Reputation: 617
I'm implementing an efficient PageRank algorithm so I'm using sparse matrices. I'm close, but there's one problem. I have a matrix where I want the sum of each column to be one. This is easy to implement, but the problem occurs when I get a matrix with a zero column.
In this case, I want to set each element in the column to be 1/(n-1) where n is the dimension of the matrix. I divide by n-1 and not n because I wish to keep the diagonals zero, always.
How can I implement this efficiently? My naive solution is to just determine the sum of each column and then find the column indices that are zero and replace the entire column with an 1/(n-1) value like so:
# naive approach (too slow!)
# M is my nxn sparse matrix where each column sums to one
col_sums = M.sum(axis=0)
for i in range(n):
if col_sums[0,i] == 0:
# set entire column to 1/(n-1)
M[:, i] = 1/(n-1)
# make sure diagonal is zeroed
M[i,i] = 0
My M matrix is very very very large and this method simply doesn't scale. How can I do this efficiently?
Upvotes: 0
Views: 165
Reputation: 3985
You can't add new nonzero values without reallocating and copying the underlying data structure.

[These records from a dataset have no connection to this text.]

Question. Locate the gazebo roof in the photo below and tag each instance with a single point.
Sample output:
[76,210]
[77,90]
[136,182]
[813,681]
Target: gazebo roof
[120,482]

If you expect these zero columns to be very common (> 25% of the data) you should handle them in some other way, or you're better off with a dense array.
Otherwise try this:
import scipy.sparse
M = scipy.sparse.rand(1000, 1000, density=0.001, format='csr')
nz_col_weights = scipy.sparse.csr_matrix(M.shape, dtype=M.dtype)
nz_col_weights[:, M.getnnz(axis=0) == 0] = 1 / (M.shape[0] - 1)
nz_col_weights.setdiag(0)
M += nz_col_weights
This has only two allocation operations
Upvotes: 1